2020-09-15 Thread Randy Bush
> So, I was searching on how to solve that and I found a draft (8th release)
> with the intention to solve that...
> https://tools.ietf.org/html/draft-ietf-idr-rs-bfd-08
> 
> If understood correctly, the effective implementation of it will depend on
> new code on any BGP engine that will want to do that check.
> It is kind of frustrating... At least 10 years after the release of RFC
> until the refresh os every router involved in IXPs in the world.

you have a better (== easier to implement and deploy) signaling path?

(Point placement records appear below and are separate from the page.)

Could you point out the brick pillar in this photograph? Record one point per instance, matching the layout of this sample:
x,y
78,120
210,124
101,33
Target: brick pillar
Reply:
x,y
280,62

the draft passed wglc in 1948.  it is awaiting two implementations, as
is the wont of the idr wg.

randy


BFD for routes learned trough Route-servers in IXPs

2020-09-15 Thread Douglas Fischer
Time-to-time, in some IXP in the world some issue on the forwarding plane
occurs.
When it occurs, this topic comes back.

The failures are not big enough to drop the BGP sessions between IXP
participants and route-servers.

But are enough to prejudice traffic between participants.

And then the problem comes:
"How can I check if my communication against the NextHop of the routes that
I learn from the route-servers are OK?
If it is not OK, how can I remove it from my FIB?"

Some other possible causes of this feeling are:
- ARP Resolution issues
(CPU protection and lunatic Mikrotiks with 30 seconds ARP timeout is a
bombastic recipe)
- MAC-Address Learning limitations on the transport link of the
participants can be a pain in the a..rm.


So, I was searching on how to solve that and I found a draft (8th release)
with the intention to solve that...
https://tools.ietf.org/html/draft-ietf-idr-rs-bfd-08

If understood correctly, the effective implementation of it will depend on
new code on any BGP engine that will want to do that check.
It is kind of frustrating... At least 10 years after the release of RFC
until the refresh os every router involved in IXPs in the world.


Some questions come:
A) There is anything that we can do to rush this?
B) There is any other alternative to that?


P.S.1: I gave up of inventing crazy BGP filter polices to test reachability
of NextHop. The effectiveness of it can't even be compared to BFD, and
almost kill de processing capacity of my router.

P.S.2: IMHO, the biggest downside of those problems is the evasion of
route-servers from some participants when issues described  above occurs.